Saturday, October 23, 2010
Another Sonny in the Sanctuary
We perk up when we see the word "underappreciated" attached to any artist. Did we miss something? So often we have, as in the case of jazz saxophonist Sonny Criss. In music the hunt is always on to discover a new or forgotten sound, and possibly correct an oversight. So on we went...
We thought we had something by Criss. The name is familiar, but jazzmen and bluesmen named Sonny are like dogs named Spike. There have been lots of them. The Sanctuary's modest but ever expanding library of jazz includes several albums by saxophonists Sonny Rollins and Sonny Stitt, but no Sonny Criss. We openly reveal this oversight and intend to fill the void. (Are there any other Sonnys out there we should hear from?)
There he is in the Penguin Guide to Jazz on CD, LP and Cassette, sandwiched between pianist Marilyn Crispell (no) and bandleader Bob Crosby (yes), leading with this confusing but nonetheless compelling paragraph:
Criss was perhaps a little too tightly wrapped for the destiny that seemed to await him.

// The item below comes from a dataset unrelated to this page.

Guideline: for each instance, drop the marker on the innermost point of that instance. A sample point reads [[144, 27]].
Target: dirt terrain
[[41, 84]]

Although it was the altogether more robust Sonny Stitt -- with whom Criss is occasionally confused -- to whom Charlie Parker promised "the keys of the Kingdom," it was Criss out on the West Coast who inherited most of the ambiguities of Parker's legacy.
Criss would have been 83 years old today, but he didn't make it nearly that long. In 1977, suffering from stomach cancer, he shot himself in the head. He was 50. If you didn't take time to click the link above, do so now for Criss' wonderful rendering of "On a Clear Day."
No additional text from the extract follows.